Apr 11 16:24:41 Server1 lxd.daemon[142623]: time=“2023-04-11T16:24:41+02:00” level=error msg=“Unable to retrieve the list of expired custom volume snapshots” err=“Failed to begin transaction: context deadline exceeded”
Apr 11 16:24:42 Server1 lxd.daemon[142623]: time=“2023-04-11T16:24:42+02:00” level=error msg=“Failed getting expired instance snapshots” err=“Failed to begin transaction: context deadline exceeded”
Apr 11 16:24:43 Server1 lxd.daemon[142623]: time=“2023-04-11T16:24:43+02:00” level=error msg=“Failed to schedule local auto custom volume snapshot,” err=“Failed to begin transaction: context deadline exceeded”
After some more testing ive realized that the problem is the communication with the container and daemon when i do lxc exec. If i ssh into the container everything is fine.
Some more…
I have 2 vms. One debian and one windows 11. Both crasched with the error
qemu-system-x86_64: Issue while setting TUNSETSTEERINGEBPF: Invalid argument with fd: 51(50 on win11), prog_fd: -1
lxc list wont work after, lxc exec wont work either.
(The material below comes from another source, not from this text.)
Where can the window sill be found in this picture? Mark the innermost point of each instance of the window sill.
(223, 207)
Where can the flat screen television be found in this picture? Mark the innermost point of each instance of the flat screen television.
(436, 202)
Rebooted server and now i works again. lxd daemon log and lxd log are empty.
i did sudo systemctl reload snap.lxd.daemon but i still cant do lxc list etc.
Cant restart lxd every other day. Containers seems to be working but the win vm is not responsive at all since yesterday.
Please can you check the load and memory usage when it occurs as this sort of thing normally happens your system is overloaded in some way. And as both the VM is hanging and LXD is having trouble accessing the database in a timely manner its all pointing to an overloaded system.
What does top show and what does ps aux | grep qemu show?
Also, can you try this using the latest/stable channel? (keep in mind you wont be able to downgrade back to the LTS channel so if thats a problem don’t do it).
The server has 128gb of ram. Reg ecc ddr4. But should lxd really crash if the memory is full? Ok so kill pid may work? I can ssh into containers and they work. But lxc exec, list, info wobt work.
Its likely qemu has crashed and is blocking lxc list. So we should focus on why qemu is crashing/freezing/blocking - it may be an I/O fault. Anything in dmesg or journalctl?